A colleague recently sent me a copy of some articles on the estimation of treatment interactions (a topic that’s interested me for awhile). One of the articles, which appeared in the Lancet in 2000, was called “Subgroup analysis and other (mis)uses of baseline data in clinical trials,” by Susan F. Assmann, Stuart J. Pocock, Laura E. Enos, and Linda E. Kasten. . . .

Hey, wait a minute–I know Susan Assmann! Well, I sort of know her. When I was a freshman in college, I asked my adviser, who was an applied math prof, if I could do some research. He connected me to Susan, who was one of his Ph.D. students, and she gave me a tiny part of her thesis to work on.

The problem went as follows. You have a function f(x), for x going from 0 to infinity, that is defined as follows. Between 0 and 1, f(x)=x. Then, for x higher than 1, f'(x) = f(x) – f(x-1). The goal is to figure out what f(x) does. I think I’m getting this right here, but I might be getting confused on some of the details. The original form of the problem had some sort of probability interpretation, I think–something to do with a one-dimensional packing problem, maybe f(x) was the expected number of objects that would fit in an interval of size x, if the objects were drawn from a uniform distribution. Probably not that, but maybe something of that sort.

One of the fun things about attacking this sort of problem as a freshman is that I knew nothing about the literature on this sort of problem or even what it was called (a differential-difference equation, or it can also be formulated using as an integral). Nor was I set up to do any simulations on the computer. I just solved the problem from scratch. First I figured out the function in the range [1,2], [2,3], and so forth, then I made a graph (pencil on graph paper) and conjectured the asymptotic behavior of f. The next step was to prove my conjecture. It ate at me. I worked on the problem on and off for about eleven months, then one day I finally did it: I had carefully proved the behavior of my function! This accomplishment gave me a warm feeling for years after.

I never actually told Susan Assmann about this–I think that by then she had graduated, and I never found out whether she figured out the problem herself as part of her Ph.D. thesis or whether it was never really needed in the first place. And I can’t remember if I told my adviser. (He was a funny guy: extremely friendly to everyone, including his freshman advisees, but one time we were in his office when he took a phone call. He was super-friendly during the call, then after the call was over he said, “What an asshole.” After this I never knew whether to trust the guy. If he was that nice to some asshole on the phone, what did it mean that he was nice to us?) I switched advisers. the new adviser was much nicer–I knew him because I’d taken a class with him–but it didn’t really matter since he was just another mathematician. I was lucky enough to stumble into statistics, but that’s another story.

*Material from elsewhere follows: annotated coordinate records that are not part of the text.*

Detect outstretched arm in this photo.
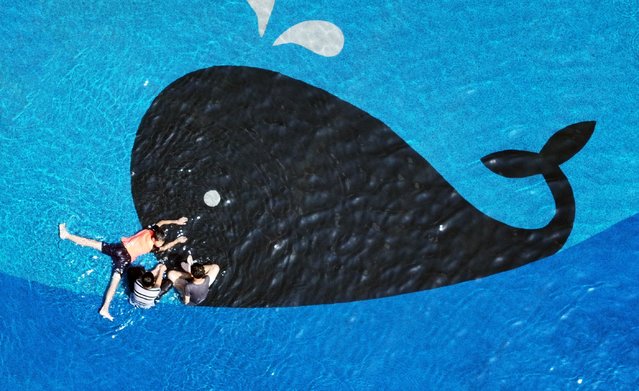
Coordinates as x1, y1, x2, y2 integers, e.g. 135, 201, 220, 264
151, 263, 166, 288
155, 217, 189, 227
158, 236, 187, 251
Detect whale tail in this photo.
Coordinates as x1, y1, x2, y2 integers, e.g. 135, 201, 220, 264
481, 121, 595, 178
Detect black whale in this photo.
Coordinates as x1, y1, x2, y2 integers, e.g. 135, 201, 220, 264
131, 66, 595, 307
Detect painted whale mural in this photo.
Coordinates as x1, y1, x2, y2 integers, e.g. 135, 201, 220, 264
131, 66, 595, 307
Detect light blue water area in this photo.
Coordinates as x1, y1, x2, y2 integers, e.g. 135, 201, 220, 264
0, 0, 639, 389
0, 1, 639, 288
0, 216, 639, 390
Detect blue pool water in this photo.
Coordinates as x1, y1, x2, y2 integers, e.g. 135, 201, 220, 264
0, 0, 639, 390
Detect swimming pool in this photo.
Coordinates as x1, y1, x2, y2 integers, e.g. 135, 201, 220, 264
0, 1, 639, 389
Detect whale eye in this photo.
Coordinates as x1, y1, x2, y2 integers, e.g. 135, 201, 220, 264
204, 190, 225, 208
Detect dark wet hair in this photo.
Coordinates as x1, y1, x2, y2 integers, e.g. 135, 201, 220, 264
151, 224, 166, 241
191, 263, 206, 278
140, 272, 155, 288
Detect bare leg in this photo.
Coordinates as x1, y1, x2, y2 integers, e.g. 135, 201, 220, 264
58, 223, 102, 251
100, 272, 122, 321
204, 264, 225, 286
167, 270, 191, 297
151, 263, 166, 278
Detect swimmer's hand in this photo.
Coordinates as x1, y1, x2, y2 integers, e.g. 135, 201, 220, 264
158, 236, 187, 251
175, 217, 189, 225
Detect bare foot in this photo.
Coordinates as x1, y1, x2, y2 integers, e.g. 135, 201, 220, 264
100, 308, 113, 322
58, 223, 69, 239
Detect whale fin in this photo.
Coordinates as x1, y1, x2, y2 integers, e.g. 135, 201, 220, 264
481, 121, 595, 178
539, 121, 595, 165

Anyway, it was funny to see that name–Susan Assmann! I did a quick web search and I’m pretty sure it is the same person. And her paper was cited 430 times–that’s pretty impressive!

P.S. The actual paper by Assmann et al. is reasonable. It’s a review of some statistical practice in medical research. They discuss the futility of subgroup analysis given that, compared to main effects, interactions are typically (a) smaller in magnitude and (b) estimated with larger standard errors. That’s pretty much a recipe for disaster! (I made a similar argument in a 2001 article in Biostatistics, except that my article went in depth for one particular model and Assmann et al. were offering more general advice. And, unlike me, they had some data.) Ultimately I do think treatment interactions and subgroup analysis are important, but they should be estimated using multilevel models. If you try to estimate complex interactions using significance tests or classical interval estimation, you’ll probably just be wasting your time, for reasons explained by Assmann et al.

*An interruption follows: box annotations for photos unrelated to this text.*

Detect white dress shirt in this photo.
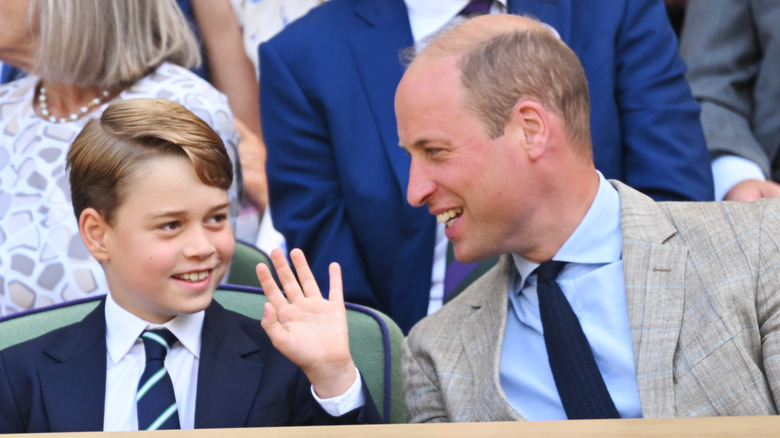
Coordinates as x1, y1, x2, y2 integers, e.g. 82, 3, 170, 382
103, 293, 365, 432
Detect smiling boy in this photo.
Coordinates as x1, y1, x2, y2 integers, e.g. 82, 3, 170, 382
0, 99, 379, 433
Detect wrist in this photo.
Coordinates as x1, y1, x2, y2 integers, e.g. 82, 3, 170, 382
304, 358, 358, 399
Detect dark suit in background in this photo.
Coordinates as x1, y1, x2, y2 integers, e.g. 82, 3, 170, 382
680, 0, 780, 182
260, 0, 713, 332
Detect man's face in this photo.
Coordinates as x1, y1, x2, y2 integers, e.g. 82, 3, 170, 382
97, 156, 235, 323
395, 58, 538, 262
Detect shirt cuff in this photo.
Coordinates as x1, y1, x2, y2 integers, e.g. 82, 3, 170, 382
311, 368, 366, 417
712, 155, 766, 201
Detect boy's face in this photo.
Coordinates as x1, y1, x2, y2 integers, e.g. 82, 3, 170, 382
98, 156, 235, 323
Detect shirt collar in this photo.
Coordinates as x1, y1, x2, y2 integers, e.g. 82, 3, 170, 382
404, 0, 507, 42
106, 293, 205, 364
512, 172, 623, 289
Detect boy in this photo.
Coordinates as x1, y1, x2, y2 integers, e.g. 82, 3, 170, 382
0, 99, 379, 433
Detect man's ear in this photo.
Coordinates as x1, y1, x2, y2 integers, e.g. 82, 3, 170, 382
506, 100, 550, 160
79, 207, 110, 262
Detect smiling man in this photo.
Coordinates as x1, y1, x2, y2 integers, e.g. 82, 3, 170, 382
396, 15, 780, 422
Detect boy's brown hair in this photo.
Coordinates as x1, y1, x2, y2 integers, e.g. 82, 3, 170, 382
67, 99, 233, 224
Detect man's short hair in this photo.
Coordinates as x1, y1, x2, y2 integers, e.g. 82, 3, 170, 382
421, 15, 592, 155
67, 99, 233, 223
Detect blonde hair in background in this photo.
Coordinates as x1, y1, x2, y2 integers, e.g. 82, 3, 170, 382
66, 97, 233, 223
30, 0, 201, 89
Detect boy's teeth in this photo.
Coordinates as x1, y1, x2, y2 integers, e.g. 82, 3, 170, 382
436, 207, 463, 227
177, 271, 209, 281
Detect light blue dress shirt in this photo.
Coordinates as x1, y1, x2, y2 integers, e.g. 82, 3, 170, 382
499, 173, 642, 420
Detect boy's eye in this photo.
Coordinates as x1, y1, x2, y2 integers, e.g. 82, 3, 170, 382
209, 213, 227, 224
425, 148, 442, 157
159, 221, 181, 231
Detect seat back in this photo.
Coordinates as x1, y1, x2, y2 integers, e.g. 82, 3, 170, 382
214, 285, 406, 423
0, 285, 406, 423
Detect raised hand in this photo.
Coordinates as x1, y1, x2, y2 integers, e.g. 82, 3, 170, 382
257, 249, 357, 398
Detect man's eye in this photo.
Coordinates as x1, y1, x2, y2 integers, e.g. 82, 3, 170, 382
209, 213, 227, 224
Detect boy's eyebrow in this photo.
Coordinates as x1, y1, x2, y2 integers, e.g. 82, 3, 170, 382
149, 202, 230, 220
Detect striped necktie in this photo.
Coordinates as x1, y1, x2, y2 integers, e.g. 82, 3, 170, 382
136, 329, 180, 430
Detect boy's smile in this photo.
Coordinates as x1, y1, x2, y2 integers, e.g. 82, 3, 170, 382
96, 156, 235, 323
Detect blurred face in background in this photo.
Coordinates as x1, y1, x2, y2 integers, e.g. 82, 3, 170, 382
0, 0, 36, 71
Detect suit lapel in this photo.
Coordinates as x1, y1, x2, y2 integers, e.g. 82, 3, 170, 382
456, 256, 523, 421
349, 0, 414, 197
613, 182, 688, 417
507, 0, 572, 45
38, 301, 107, 431
195, 302, 263, 429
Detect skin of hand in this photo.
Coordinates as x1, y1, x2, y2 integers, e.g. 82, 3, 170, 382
723, 179, 780, 202
235, 118, 268, 215
257, 248, 357, 398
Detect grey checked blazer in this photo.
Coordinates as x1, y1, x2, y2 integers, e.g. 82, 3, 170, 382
402, 181, 780, 422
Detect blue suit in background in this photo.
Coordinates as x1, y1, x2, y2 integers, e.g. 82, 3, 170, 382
259, 0, 713, 332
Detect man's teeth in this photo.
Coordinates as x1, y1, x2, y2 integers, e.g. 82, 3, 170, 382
176, 271, 209, 281
436, 207, 463, 227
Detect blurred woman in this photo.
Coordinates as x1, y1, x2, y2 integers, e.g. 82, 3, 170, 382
0, 0, 241, 315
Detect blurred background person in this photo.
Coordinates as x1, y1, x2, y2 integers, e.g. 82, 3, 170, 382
260, 0, 713, 331
680, 0, 780, 201
0, 0, 241, 315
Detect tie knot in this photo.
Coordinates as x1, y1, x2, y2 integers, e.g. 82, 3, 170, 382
536, 260, 566, 282
458, 0, 493, 15
141, 329, 176, 362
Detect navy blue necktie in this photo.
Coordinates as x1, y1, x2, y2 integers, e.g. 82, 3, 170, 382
136, 329, 180, 430
536, 260, 620, 420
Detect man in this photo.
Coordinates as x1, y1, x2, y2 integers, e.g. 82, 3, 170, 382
396, 15, 780, 422
259, 0, 713, 332
680, 0, 780, 201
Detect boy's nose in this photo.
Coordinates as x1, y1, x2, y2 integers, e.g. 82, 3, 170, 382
184, 227, 216, 258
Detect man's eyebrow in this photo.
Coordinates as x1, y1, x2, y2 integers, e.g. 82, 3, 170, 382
398, 138, 431, 152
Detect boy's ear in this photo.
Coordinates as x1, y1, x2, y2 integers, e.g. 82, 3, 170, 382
79, 207, 109, 262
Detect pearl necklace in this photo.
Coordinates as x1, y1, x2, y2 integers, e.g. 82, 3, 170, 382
38, 82, 111, 123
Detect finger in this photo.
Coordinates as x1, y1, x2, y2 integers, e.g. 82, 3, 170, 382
255, 263, 287, 307
764, 181, 780, 198
271, 248, 303, 303
260, 301, 285, 345
290, 248, 321, 297
328, 262, 344, 305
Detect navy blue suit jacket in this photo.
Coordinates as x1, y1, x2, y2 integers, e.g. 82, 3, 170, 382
259, 0, 713, 332
0, 301, 381, 433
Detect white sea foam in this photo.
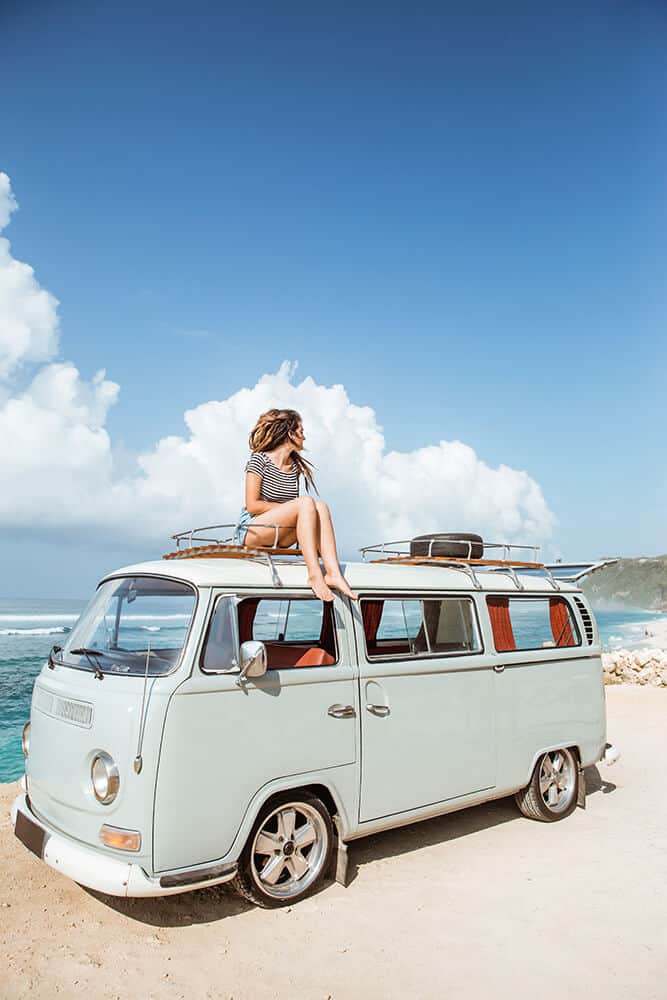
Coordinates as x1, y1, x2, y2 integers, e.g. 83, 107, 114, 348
0, 625, 72, 635
0, 611, 79, 622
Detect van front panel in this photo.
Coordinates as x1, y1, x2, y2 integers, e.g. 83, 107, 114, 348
26, 667, 168, 869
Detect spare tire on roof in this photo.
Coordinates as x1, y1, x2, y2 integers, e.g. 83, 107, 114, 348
410, 531, 484, 559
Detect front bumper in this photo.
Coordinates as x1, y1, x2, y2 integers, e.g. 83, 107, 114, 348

I might be missing something here, but doesn't f(x) = x the solution to the equation f'(x) = f(x) – f(x-1)?

Yeah, you're right. It was something close to this but I'm missing some of the details. Maybe f(x)=0 for x between 0 and 1, then jumped to f(x)=1 at x=1. Then you have f'(x)=1 at 1, and the function goes from there. Or something else, I can't quite rememmber. I wonder where my notes on that are? I wrote the whole thing up at one point, I was so thrilled to have figured it out. The proof was tricky to do from scratch (but I assume it's close to trivial for people who work in that area for real).